The formula notation for conducting a correlation test with cor.test() is a bit different from regular formula notation. Instead of dv ~ iv, you use ~ dv + iv. For example, the following code will test the correlation between chickens’ age and weight using the ChickWeight dataset.

cor.test(~ Time + weight, 
         data = ChickWeight)
  1. Using the formula notation above, conduct a correlation test between the number of cannons a ship has and its size. What is the p-value?

  2. Now do the same with linear regression. What is the p-value?

Q5

  1. Conduct a linear regression with treasure as the dependent variable, and with all other variables as independent variables. Save the object as treasure.model

  2. Using the summary() function, print the coefficients and main statistics of the regression

  3. What are your conclusions?

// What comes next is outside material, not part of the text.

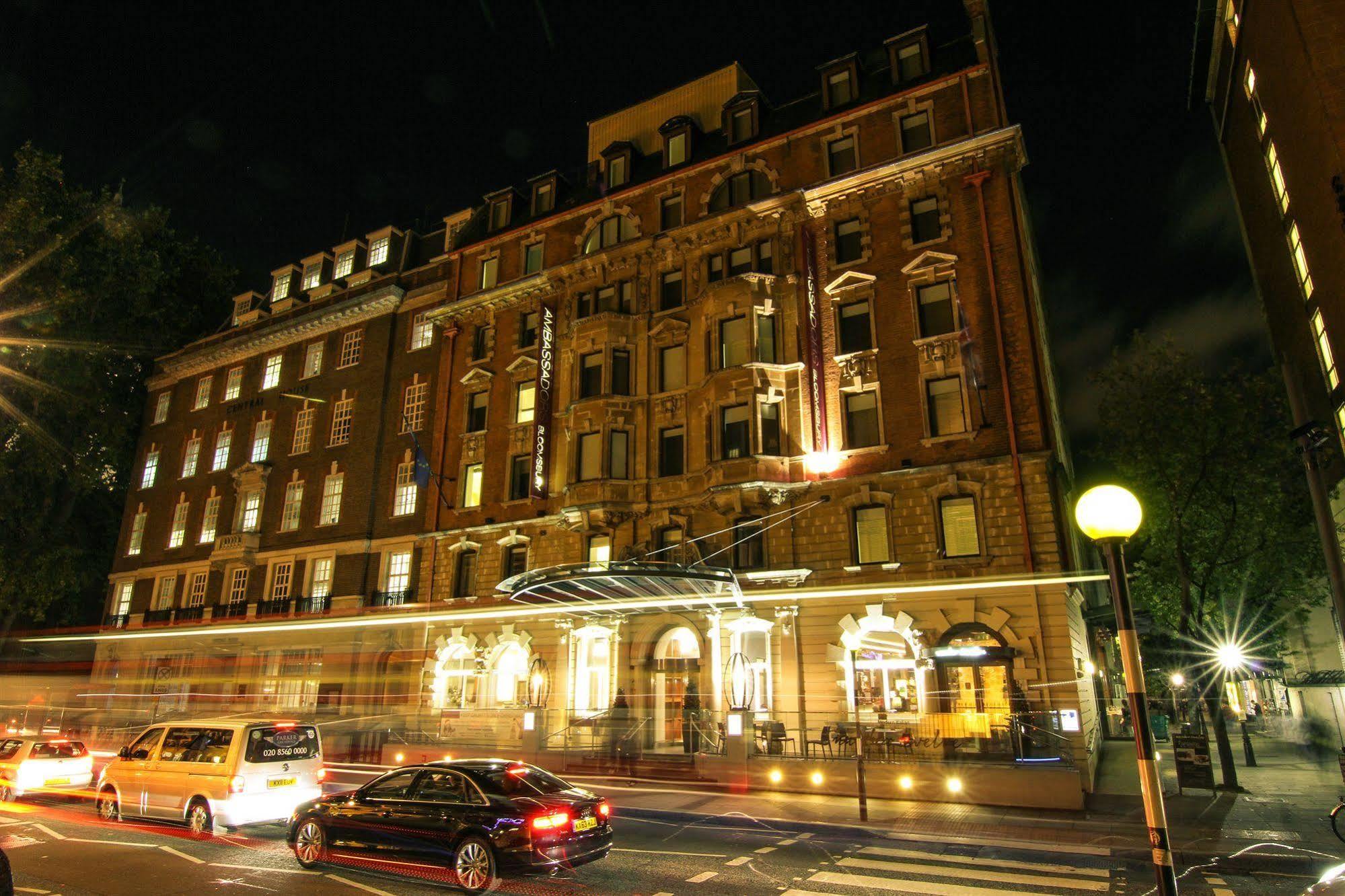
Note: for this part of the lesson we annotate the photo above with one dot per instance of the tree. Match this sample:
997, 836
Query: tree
1227, 551
90, 293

Which variables are significantly related to treasure and in which direction (i.e.; positive or negative)?

  4. Which variables are NOT significantly related to treasure?

Q6

  1. Now tell me again, what was your conclusion about the relationship between decorations and treasure?

  2. Ok, now plot the relationship between decorations and treasure again. Do you see anything strange?

  3. Repeat your regression analysis from Question 5 again, but ONLY include ships with treasure less than 3500. Save the object as treasure.lt3500.model

  4. Using the summary function, show me the new results from the regression analysis.

  5. Does your conclusion about the relationship betweeen decorations and treasure change? What about the other variables?

Q7

  1. Conduct a new regression analysis on the capture dataset, but only using the independent variables size, cannons and speed Call this regression object treasure.model2

  2. Using your regression results from part A, use the predict() function to predict the amount of treasure in a new ship with a size of 60, with 80 cannons, going a speed of 100

  3. Now, imagine that the ship has an extra 2 cannons (82 total). According to your regression analysis, what should the new prediction be?

  4. Test your prediction in part C!

Q8

  1. Let’s generate a dataset called my.data. Copy and paste the following code.
my.data <- data.frame(a = c(1, 5, 3, 6, 3, 5, 3, 8, 3),
                      b = c(8, 3, 1, 4, 2, 6, 4, 8, 3))
  1. Add a new variable to my.data called c, where c = 3 * a - 5 * b

  2. Imagine that you will conduct a linear regression on these data, with c as the dependent variable and a and b as the independent variables. What do you think the coefficients for a and b will be? What do you think the intercept will be?

  3. Run the regression and see if you’re right!